Tumor kills the man who got O.J. acquitted



Formidable in court, he fought for the famous and the obscure.
LOS ANGELES TIMES
LOS ANGELES -- Johnnie L. Cochran Jr., the masterful attorney who gained prominence as an early advocate for victims of police abuse then achieved worldwide fame for successfully defending football star O.J. Simpson on murder charges, died Tuesday afternoon. He was 67.
Cochran died at his home in the Los Feliz section of Los Angeles of an inoperable brain tumor, according to his brother-in-law Bill Baker. His wife and two sisters were with him at the time of his death.
Long before his defense of Simpson, Cochran was challenging the Los Angeles police department's misconduct. From the 1960s on when he represented the widow of Leonard Deadwyler, a black motorist killed during a police stop in Los Angeles, Cochran took police abuse to court.
His clients weren't always black -- he unsuccessfully represented Reginald Denny, the white trucker beaten by a mob during the 1991 riots that followed the verdict of not guilty in the trial of police officers charged with assaulting Rodney King. Instead of arguing, as he often did, that police had been brutal on the job, Cochran contended that the trucker's civil rights had been violated because police didn't do their jobs when they withdrew from a South Los Angeles intersection where rioting was fierce and Denny was beaten.
Revered in community
By the time Simpson was accused of murder in 1994, Cochran was "larger than life" in the city's black community, said Kerman Maddox, a political consultant and longtime Los Angeles resident. After Simpson, that profile would expand, earning him new admirers as well as new detractors who considered him a racially polarizing force.
His successful defense of Simpson against charges of murdering his ex-wife, Nicole Brown Simpson, and Ronald Lyle Goldman, a waiter and friend of Nicole's, vaulted him to the rank of celebrity, beseeched by autograph-seekers and parodied on "Saturday Night Live" and "Seinfeld."
Resplendently tailored and silky-voiced, clever and genteel, Cochran came to epitomize the formidable litigator, sought after by the famous and wealthy, the obscure and struggling, all believing they were victims of the system in one way or another.
He could figure out how to connect with any jury, and in his most famous case, the Simpson trial, he delivered to the jurors an eloquent, even lilting closing argument. He famously cast doubt on the prosecution's theory of the case saying, "If it doesn't fit, you must acquit." The line referred to Cochran's overall assessment of the prosecution's evidence, but it most evoked the moment during the trial when Simpson appeared to struggle to put on what were presumed to be the murderer's bloody gloves -- one of which was found at the murder scene, the other outside Simpson's house.

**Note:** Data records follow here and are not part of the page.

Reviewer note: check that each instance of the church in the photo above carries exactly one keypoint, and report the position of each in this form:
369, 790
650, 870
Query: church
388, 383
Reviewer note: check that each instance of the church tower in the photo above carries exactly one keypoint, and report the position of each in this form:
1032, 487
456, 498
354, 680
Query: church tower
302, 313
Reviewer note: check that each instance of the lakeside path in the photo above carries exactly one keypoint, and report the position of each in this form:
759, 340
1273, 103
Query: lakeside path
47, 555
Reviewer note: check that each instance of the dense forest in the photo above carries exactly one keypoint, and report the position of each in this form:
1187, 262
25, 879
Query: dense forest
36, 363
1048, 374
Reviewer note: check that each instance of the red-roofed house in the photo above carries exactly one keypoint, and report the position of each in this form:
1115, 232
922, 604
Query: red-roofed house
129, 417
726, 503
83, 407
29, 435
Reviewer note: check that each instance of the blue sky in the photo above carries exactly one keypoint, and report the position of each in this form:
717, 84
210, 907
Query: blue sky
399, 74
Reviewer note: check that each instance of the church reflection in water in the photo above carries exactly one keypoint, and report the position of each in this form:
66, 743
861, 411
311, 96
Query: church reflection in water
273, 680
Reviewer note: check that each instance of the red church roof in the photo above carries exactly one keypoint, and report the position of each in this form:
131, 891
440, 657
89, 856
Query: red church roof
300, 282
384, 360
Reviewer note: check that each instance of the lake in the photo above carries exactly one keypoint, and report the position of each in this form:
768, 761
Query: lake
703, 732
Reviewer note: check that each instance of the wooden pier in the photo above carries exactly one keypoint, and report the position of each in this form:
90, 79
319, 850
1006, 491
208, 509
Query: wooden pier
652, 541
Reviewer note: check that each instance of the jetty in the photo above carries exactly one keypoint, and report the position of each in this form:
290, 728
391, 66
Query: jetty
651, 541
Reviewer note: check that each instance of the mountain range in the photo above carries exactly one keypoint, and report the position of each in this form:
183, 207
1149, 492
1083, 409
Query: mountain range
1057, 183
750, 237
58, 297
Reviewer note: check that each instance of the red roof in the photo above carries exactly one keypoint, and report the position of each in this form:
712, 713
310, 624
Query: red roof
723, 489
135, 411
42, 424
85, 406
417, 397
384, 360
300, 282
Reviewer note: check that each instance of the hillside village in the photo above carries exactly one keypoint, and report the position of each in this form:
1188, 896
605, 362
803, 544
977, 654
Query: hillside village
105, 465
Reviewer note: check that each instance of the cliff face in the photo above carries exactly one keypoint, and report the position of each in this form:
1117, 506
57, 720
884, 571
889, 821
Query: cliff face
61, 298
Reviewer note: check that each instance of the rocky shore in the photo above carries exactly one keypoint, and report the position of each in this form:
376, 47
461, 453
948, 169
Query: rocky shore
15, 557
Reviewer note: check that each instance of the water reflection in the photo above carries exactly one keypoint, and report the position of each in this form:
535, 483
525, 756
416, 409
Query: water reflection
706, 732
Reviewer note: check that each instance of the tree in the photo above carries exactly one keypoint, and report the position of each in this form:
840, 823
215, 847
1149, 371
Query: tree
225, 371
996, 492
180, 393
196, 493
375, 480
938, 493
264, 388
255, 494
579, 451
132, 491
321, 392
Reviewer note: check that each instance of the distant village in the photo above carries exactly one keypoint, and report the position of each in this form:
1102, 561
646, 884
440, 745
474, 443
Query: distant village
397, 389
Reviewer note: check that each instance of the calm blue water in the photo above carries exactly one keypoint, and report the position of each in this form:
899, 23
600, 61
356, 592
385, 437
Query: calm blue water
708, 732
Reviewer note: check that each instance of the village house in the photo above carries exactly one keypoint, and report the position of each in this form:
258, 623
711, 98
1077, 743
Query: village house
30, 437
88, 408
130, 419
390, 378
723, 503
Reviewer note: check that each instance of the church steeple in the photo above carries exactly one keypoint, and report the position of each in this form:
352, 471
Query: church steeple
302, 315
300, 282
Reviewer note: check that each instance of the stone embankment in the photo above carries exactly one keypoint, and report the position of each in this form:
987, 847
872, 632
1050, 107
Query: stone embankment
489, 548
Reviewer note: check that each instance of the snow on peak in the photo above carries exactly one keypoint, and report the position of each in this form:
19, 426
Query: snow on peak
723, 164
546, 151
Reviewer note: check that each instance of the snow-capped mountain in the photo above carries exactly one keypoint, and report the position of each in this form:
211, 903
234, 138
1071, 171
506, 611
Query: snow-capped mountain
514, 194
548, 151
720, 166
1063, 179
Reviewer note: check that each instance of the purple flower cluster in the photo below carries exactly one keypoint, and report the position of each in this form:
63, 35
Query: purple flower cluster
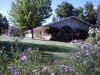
23, 58
98, 42
16, 73
86, 46
76, 41
84, 52
84, 62
29, 49
10, 67
66, 68
9, 31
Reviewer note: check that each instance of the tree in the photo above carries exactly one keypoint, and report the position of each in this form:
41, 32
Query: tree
27, 14
64, 10
98, 16
79, 12
3, 23
54, 19
90, 13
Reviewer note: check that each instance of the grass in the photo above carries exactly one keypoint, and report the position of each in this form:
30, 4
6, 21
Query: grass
50, 48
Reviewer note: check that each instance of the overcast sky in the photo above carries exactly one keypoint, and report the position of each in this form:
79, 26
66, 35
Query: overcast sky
5, 5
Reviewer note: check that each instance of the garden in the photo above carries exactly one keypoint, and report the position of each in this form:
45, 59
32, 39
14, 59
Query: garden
23, 56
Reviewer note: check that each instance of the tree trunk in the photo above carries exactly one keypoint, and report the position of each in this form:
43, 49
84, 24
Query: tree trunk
32, 33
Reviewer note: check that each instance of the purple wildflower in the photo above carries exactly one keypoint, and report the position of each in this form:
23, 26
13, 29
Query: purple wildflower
87, 52
21, 36
29, 49
23, 58
84, 62
76, 41
98, 42
68, 69
10, 67
77, 56
63, 66
3, 47
9, 31
15, 29
16, 39
1, 51
16, 73
87, 45
82, 52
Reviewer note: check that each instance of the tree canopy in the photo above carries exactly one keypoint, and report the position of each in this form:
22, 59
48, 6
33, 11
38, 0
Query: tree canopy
64, 10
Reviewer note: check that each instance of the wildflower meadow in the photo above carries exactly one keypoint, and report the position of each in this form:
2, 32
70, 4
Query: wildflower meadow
18, 59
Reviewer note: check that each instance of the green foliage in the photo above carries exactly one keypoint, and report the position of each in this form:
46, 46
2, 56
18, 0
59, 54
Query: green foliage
90, 13
79, 12
64, 10
3, 24
27, 14
98, 16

The eldest child of four, Cochran was born in a charity hospital in Shreveport, La.
Focused on law
Cochran grew up wanting to be a lawyer. After graduating from the University of California, Los Angeles, Cochran earned a law degree from Loyola Marymount University in 1962. The summer after his first year in law school, he married Barbara Berry.
The couple had two daughters -- Melodie and Tiffany -- when the marriage ended in divorce. He later had a relationship with Patricia Sikora, who bore him his son, Jonathan.
In the middle of his rise as an attorney, his personal life took a turn. As an airport commissioner, he was attending a 1981 conference when he met Dale Mason, an executive for an Atlanta-based concessionaire. Cochran and Mason, 13 years his junior, were married at the Bel Air Hotel in 1985.
Mason survives him, as does his son, Jonathan Cochran; daughters, Tiffany Cochran Edwards and Melodie; and sisters Pearl Baker and Martha Jean Sherrard.